Of course aquaculture is improving - it's an industry like anything else that has immense pressure from not only business realities, but activism and demarketing.
Internally, aquaculture will be constantly reducing costs through fuel efficiency, reduced feed intake, more effective fish health options.
Those changes reduce the impact of the operations continually through measurable criteria like usage, deposition, and mortality.
Healthy farmed fish pose little risk to wild fish when contained in properly sited infrastructure.
The fact that our technology and needs as society are being constantly pitted against the reality of nature and the economy means that there will be compromises made, using precautionary reasoning, which allow progress to occur.
The reality of the situation as always falls somewhere in the middle, as AA came close to recognizing here:
"The best one can do is to decrease the number and severity of those interactions if one accepts 1st that those impacts happen and dissect how they happen (pathogens, especially) by allowing independent science to assess those impacts and then adjust your management based on that science.
Ultimately those tradeoffs are a societal decision after that."
Unfortunately, prior to that came this:
"I made up my mind years ago that you cannot mitigate or insulate wild/cultured stocks using the open net-pen technology."
It is this absolutism that prevents a truly respectful and beneficial dialogue IMHO.
"And one of the most unfortunate biases that certain key people in DFO Aquaculture have are that they think that they have a duty to protect the industry rather than wild salmon - and they see themselves as equivalent to a private vet rather than a public employee who's primary duty as legislated is instead to protect the public resources (IMHO). It's an institutionalized bias."

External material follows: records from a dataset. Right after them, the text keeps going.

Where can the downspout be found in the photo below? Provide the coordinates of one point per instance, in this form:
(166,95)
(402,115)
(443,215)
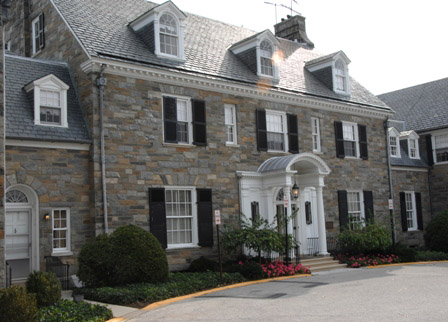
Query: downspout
(389,170)
(101,82)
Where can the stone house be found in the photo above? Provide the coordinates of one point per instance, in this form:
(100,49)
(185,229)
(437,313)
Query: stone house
(135,112)
(419,132)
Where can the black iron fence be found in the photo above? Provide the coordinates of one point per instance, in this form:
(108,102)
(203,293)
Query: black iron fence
(54,264)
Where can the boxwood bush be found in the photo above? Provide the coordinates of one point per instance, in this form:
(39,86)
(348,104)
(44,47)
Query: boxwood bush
(46,286)
(66,310)
(16,305)
(129,255)
(177,285)
(437,232)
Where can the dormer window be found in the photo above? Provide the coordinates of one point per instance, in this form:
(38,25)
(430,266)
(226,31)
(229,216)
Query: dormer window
(50,101)
(340,76)
(162,30)
(266,53)
(168,35)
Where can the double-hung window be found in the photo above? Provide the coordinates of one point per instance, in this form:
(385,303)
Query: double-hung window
(230,122)
(61,230)
(315,132)
(441,148)
(355,209)
(276,134)
(350,131)
(168,35)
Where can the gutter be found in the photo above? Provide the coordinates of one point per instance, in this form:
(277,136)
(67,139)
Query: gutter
(101,82)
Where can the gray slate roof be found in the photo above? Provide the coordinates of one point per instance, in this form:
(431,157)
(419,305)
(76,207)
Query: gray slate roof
(20,109)
(422,107)
(102,27)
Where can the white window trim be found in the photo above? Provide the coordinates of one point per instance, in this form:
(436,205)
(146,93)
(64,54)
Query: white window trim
(361,204)
(234,125)
(433,143)
(189,116)
(414,211)
(50,83)
(67,250)
(285,131)
(356,135)
(194,221)
(316,135)
(417,149)
(33,36)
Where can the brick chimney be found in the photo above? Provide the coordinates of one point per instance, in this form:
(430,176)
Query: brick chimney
(293,29)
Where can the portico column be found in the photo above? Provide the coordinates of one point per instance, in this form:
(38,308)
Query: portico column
(321,223)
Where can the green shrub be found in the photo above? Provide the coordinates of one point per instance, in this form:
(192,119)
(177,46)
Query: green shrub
(371,239)
(437,232)
(428,255)
(203,264)
(129,255)
(46,286)
(96,263)
(17,305)
(66,310)
(177,285)
(140,257)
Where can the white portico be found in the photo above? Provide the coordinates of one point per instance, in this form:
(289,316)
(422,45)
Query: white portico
(262,192)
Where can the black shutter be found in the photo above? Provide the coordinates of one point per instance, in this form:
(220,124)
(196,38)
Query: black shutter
(418,205)
(199,123)
(429,149)
(343,209)
(339,135)
(170,119)
(157,215)
(368,206)
(41,31)
(205,217)
(293,133)
(262,136)
(404,219)
(362,132)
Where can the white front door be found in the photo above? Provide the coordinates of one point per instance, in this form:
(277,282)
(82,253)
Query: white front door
(18,242)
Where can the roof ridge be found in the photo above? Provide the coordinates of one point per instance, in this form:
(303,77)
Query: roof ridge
(44,61)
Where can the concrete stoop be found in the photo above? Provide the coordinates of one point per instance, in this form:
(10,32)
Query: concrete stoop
(321,263)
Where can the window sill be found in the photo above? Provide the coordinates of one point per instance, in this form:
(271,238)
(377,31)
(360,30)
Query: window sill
(182,247)
(62,253)
(179,145)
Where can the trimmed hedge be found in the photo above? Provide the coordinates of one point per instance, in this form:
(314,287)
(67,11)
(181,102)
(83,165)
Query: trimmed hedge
(66,310)
(177,285)
(16,305)
(46,286)
(129,255)
(436,233)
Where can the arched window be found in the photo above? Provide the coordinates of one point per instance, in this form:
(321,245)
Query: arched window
(341,77)
(266,53)
(169,40)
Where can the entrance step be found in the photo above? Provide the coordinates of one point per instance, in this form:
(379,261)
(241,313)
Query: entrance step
(321,263)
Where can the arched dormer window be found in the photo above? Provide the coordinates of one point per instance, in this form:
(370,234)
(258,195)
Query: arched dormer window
(266,53)
(169,40)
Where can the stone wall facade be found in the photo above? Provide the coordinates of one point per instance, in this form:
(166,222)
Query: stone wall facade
(60,178)
(417,181)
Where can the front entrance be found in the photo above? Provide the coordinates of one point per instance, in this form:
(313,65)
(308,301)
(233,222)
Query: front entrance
(21,232)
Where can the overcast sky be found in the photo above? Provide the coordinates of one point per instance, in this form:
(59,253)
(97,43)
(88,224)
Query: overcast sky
(392,44)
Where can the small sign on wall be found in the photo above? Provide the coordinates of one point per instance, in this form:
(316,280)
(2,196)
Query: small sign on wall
(217,217)
(391,204)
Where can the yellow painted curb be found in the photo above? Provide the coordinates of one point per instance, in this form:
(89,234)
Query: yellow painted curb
(406,264)
(189,296)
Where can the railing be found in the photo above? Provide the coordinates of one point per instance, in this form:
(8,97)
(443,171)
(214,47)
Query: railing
(54,264)
(8,275)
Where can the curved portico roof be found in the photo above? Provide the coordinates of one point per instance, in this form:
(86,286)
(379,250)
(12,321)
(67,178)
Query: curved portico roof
(284,163)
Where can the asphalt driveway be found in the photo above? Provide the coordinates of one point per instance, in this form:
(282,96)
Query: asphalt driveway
(400,293)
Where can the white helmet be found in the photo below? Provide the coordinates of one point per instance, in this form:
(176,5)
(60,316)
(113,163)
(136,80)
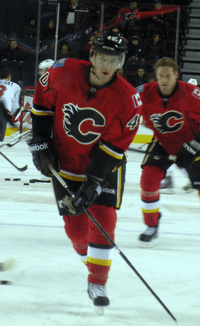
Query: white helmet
(44,66)
(193,81)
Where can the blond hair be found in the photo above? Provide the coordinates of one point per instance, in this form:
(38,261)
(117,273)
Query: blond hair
(166,62)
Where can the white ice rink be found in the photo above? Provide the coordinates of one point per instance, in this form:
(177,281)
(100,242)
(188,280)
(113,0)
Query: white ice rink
(49,282)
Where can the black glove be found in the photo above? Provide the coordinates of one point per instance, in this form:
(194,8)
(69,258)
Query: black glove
(44,153)
(187,154)
(84,197)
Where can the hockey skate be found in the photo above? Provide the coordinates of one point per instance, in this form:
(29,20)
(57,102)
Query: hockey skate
(167,185)
(97,294)
(188,188)
(148,237)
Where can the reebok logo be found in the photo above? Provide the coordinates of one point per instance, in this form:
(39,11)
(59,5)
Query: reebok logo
(37,148)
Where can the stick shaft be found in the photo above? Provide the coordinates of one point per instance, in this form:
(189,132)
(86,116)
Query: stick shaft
(171,157)
(16,167)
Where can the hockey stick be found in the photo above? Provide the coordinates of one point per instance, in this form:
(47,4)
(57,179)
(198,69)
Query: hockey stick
(171,157)
(64,184)
(16,167)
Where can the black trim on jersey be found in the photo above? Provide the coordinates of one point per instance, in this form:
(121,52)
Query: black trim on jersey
(42,126)
(87,74)
(94,245)
(102,164)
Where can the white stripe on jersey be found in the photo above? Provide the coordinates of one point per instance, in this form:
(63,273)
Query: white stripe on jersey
(10,93)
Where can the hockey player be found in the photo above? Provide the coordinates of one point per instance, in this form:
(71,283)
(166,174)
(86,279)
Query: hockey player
(44,66)
(84,118)
(10,99)
(171,108)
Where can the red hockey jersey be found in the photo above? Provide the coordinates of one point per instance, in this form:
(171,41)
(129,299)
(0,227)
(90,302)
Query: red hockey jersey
(83,115)
(174,120)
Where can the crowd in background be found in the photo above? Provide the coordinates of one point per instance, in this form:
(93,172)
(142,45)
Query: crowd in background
(79,22)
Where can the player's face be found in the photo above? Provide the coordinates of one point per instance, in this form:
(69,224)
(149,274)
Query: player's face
(167,79)
(104,68)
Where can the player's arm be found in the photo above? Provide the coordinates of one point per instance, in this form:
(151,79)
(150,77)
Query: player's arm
(42,145)
(105,160)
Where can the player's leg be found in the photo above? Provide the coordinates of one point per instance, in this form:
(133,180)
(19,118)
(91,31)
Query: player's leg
(154,167)
(100,253)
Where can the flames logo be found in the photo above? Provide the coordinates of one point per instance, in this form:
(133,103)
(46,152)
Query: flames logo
(167,122)
(75,118)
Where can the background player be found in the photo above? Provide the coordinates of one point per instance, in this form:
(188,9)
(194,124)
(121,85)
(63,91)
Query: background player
(10,100)
(93,114)
(171,108)
(44,66)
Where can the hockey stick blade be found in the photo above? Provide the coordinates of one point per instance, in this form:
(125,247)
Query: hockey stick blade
(24,168)
(64,184)
(171,157)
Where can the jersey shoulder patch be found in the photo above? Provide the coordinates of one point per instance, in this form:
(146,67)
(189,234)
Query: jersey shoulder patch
(59,63)
(140,88)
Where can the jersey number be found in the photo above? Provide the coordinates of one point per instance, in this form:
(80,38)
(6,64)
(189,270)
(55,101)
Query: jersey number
(2,90)
(133,123)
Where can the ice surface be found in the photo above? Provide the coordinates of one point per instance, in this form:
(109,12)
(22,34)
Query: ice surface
(49,282)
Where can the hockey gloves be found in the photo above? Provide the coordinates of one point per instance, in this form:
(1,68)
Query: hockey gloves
(44,153)
(84,197)
(187,154)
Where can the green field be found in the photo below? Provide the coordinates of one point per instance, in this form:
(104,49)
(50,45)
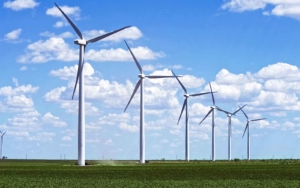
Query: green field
(37,173)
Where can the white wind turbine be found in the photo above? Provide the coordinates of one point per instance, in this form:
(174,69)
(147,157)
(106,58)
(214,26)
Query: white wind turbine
(140,84)
(1,149)
(212,110)
(229,115)
(186,106)
(81,108)
(248,127)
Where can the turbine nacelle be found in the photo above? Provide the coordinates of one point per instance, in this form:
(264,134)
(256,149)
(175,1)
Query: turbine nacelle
(80,42)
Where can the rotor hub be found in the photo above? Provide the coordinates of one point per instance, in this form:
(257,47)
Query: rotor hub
(80,42)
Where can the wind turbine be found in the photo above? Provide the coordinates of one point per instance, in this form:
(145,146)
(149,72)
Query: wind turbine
(1,149)
(212,110)
(186,106)
(229,115)
(248,127)
(81,108)
(140,84)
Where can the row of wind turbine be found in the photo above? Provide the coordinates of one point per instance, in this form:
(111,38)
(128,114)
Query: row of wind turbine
(82,42)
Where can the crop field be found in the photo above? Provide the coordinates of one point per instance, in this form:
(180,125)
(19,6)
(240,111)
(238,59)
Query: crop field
(37,173)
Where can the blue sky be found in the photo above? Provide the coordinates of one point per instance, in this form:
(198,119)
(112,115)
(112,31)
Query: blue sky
(247,49)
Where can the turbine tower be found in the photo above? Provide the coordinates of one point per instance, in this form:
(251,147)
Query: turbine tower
(1,149)
(81,108)
(140,84)
(229,115)
(248,128)
(212,110)
(186,106)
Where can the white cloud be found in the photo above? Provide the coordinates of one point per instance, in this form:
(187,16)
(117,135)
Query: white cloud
(23,89)
(130,128)
(13,35)
(109,142)
(243,5)
(131,33)
(279,71)
(148,68)
(59,24)
(66,138)
(23,68)
(15,81)
(43,136)
(69,11)
(288,8)
(67,73)
(20,4)
(66,34)
(49,119)
(19,101)
(55,94)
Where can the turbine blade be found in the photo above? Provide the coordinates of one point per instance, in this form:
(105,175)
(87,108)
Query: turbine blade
(212,95)
(105,35)
(156,76)
(136,61)
(133,93)
(258,119)
(79,71)
(183,106)
(206,115)
(245,128)
(197,94)
(180,83)
(238,109)
(230,125)
(243,112)
(70,22)
(223,110)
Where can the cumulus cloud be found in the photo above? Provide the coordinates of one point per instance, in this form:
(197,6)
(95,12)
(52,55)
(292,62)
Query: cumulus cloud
(43,136)
(289,8)
(23,89)
(66,34)
(67,73)
(66,138)
(69,11)
(131,33)
(130,128)
(49,119)
(20,4)
(13,36)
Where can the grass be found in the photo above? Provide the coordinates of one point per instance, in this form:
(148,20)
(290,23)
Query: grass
(37,173)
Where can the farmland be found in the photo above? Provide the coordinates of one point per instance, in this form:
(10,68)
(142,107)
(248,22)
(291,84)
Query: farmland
(49,173)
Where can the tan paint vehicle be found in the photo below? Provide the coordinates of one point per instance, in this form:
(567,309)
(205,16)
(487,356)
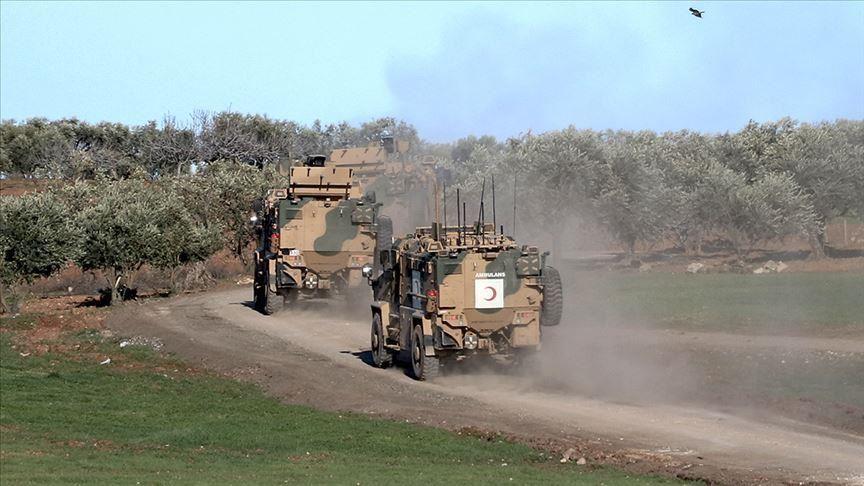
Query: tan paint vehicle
(317,237)
(398,176)
(460,294)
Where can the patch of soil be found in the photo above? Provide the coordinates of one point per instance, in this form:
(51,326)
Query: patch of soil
(327,371)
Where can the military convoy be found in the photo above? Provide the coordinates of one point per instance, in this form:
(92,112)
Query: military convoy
(401,178)
(442,294)
(317,236)
(449,294)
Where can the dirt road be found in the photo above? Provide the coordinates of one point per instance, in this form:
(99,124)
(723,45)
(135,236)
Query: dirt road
(320,359)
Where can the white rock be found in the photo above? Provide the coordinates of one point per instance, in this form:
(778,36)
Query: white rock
(695,267)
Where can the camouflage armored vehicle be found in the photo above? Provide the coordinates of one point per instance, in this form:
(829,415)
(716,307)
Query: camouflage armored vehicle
(458,295)
(317,237)
(400,177)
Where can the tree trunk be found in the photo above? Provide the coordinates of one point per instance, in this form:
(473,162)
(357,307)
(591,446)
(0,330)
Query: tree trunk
(817,246)
(116,297)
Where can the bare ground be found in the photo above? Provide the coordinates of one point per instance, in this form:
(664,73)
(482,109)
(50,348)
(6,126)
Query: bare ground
(628,415)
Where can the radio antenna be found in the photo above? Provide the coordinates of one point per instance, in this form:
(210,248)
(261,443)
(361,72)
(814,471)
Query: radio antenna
(436,230)
(515,175)
(494,220)
(482,196)
(458,219)
(444,187)
(464,214)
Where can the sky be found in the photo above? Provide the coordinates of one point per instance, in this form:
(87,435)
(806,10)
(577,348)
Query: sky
(451,69)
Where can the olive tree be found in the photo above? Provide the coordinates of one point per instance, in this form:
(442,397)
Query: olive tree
(38,237)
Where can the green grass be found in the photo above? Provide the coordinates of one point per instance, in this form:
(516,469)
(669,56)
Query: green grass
(760,304)
(73,421)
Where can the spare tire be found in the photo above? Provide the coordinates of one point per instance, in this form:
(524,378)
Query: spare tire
(553,297)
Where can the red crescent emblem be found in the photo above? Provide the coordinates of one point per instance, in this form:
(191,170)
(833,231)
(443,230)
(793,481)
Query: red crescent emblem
(494,294)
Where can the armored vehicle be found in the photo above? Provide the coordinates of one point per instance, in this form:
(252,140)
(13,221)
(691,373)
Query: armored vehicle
(449,294)
(400,177)
(316,237)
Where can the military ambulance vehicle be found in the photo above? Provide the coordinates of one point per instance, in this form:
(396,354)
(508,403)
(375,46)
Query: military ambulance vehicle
(317,237)
(447,295)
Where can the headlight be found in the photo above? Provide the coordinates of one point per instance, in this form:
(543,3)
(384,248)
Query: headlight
(470,340)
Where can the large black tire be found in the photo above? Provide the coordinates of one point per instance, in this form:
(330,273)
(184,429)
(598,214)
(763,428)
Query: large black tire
(381,356)
(384,237)
(553,297)
(271,302)
(424,368)
(259,288)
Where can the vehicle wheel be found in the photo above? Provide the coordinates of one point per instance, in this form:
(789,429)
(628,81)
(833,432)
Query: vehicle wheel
(423,367)
(270,301)
(381,356)
(553,297)
(258,288)
(290,297)
(384,237)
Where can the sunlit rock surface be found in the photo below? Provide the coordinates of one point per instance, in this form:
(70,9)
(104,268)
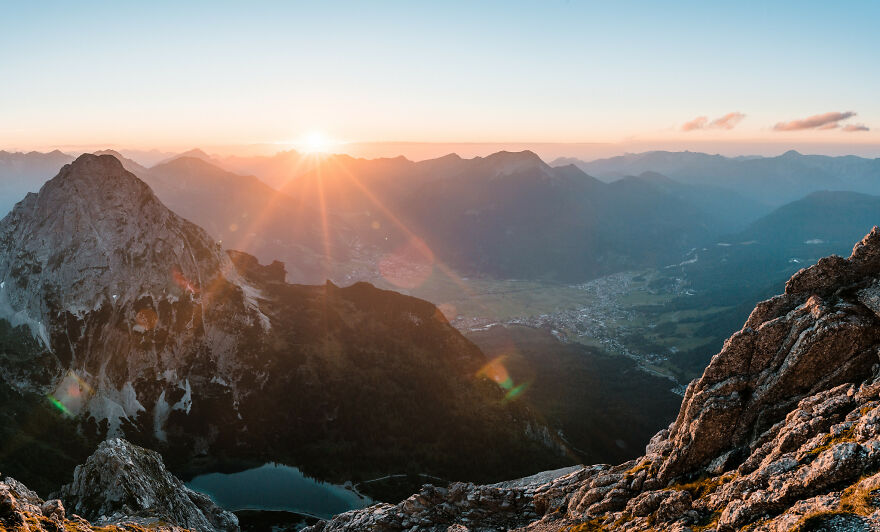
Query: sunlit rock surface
(124,482)
(782,432)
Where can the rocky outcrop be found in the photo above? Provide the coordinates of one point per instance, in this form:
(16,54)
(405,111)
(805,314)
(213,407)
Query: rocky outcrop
(782,432)
(123,482)
(144,328)
(22,510)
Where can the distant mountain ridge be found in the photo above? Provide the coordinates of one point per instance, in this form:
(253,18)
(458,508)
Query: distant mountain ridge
(771,180)
(146,327)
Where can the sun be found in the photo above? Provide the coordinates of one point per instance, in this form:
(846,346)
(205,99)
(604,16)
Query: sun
(316,142)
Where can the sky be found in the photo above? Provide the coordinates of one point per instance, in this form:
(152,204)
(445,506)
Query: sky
(581,77)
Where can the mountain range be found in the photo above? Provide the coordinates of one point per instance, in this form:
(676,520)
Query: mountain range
(769,180)
(132,320)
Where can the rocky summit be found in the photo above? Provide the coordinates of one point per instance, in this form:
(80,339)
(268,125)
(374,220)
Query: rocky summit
(781,432)
(134,323)
(120,487)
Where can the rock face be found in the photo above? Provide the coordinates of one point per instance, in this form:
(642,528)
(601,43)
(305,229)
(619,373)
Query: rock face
(118,287)
(782,432)
(143,327)
(22,510)
(121,482)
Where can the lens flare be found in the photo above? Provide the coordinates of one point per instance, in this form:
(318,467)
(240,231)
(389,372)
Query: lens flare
(59,405)
(448,310)
(409,266)
(182,281)
(146,319)
(496,371)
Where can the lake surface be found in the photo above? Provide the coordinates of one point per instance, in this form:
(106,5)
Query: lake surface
(277,487)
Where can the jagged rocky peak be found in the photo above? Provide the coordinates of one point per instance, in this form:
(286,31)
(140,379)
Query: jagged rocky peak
(781,432)
(97,234)
(122,482)
(121,487)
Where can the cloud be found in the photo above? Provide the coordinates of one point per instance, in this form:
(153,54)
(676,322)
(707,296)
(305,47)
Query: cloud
(728,121)
(823,121)
(697,123)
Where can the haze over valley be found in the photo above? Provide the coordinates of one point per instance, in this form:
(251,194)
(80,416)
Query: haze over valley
(440,267)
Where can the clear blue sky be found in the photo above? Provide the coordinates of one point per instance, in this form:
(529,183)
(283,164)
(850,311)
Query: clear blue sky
(201,73)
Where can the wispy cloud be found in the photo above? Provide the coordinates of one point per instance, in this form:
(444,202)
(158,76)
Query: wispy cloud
(697,123)
(728,121)
(823,121)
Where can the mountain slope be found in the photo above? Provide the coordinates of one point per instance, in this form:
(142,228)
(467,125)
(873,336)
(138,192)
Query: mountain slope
(780,433)
(149,329)
(771,180)
(505,215)
(21,173)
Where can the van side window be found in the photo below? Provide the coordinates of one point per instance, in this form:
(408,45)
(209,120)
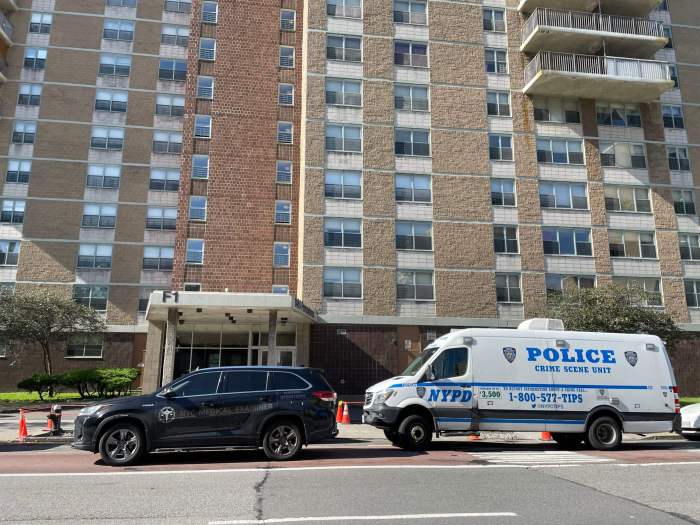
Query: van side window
(451,363)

"Don't forget they don't do any defensible environmental assessments including scoping - like other industries. In fact the regulators conveniently & frequently ignore their own science"
"AND they are in key positions to squish inconvenient research, deny data to make good management decisions and collude with industry and occasionally lie - and they do ALL of the above and have for too many years. That's the difference here.
Sort of like dirty cops planting evidence - something most people would be abhorrently against - especially honest cops."
I would suggest that instead of attacking the character of those working in DFO Aquaculture, I would instead focus on the reasons your science fails to line up with Nature.
Try to address the holes in your hypothesis you could drive a herring skiff through.
Ask yourself why the plume modelling doesn't match any observed trends of mortality or returns?
Why is it so hard to prove your case?
Consider that nature manages pathogens through predation and other means and there might be forces at work here that mean your accusations of wrongdoing and malfeasance are misplaced, and that by improving the quality of science regarding aquaculture overall - we may actually find that net pens with healthy, well managed salmon in them can coexist nicely with the healthy, well managed salmon that swim around them.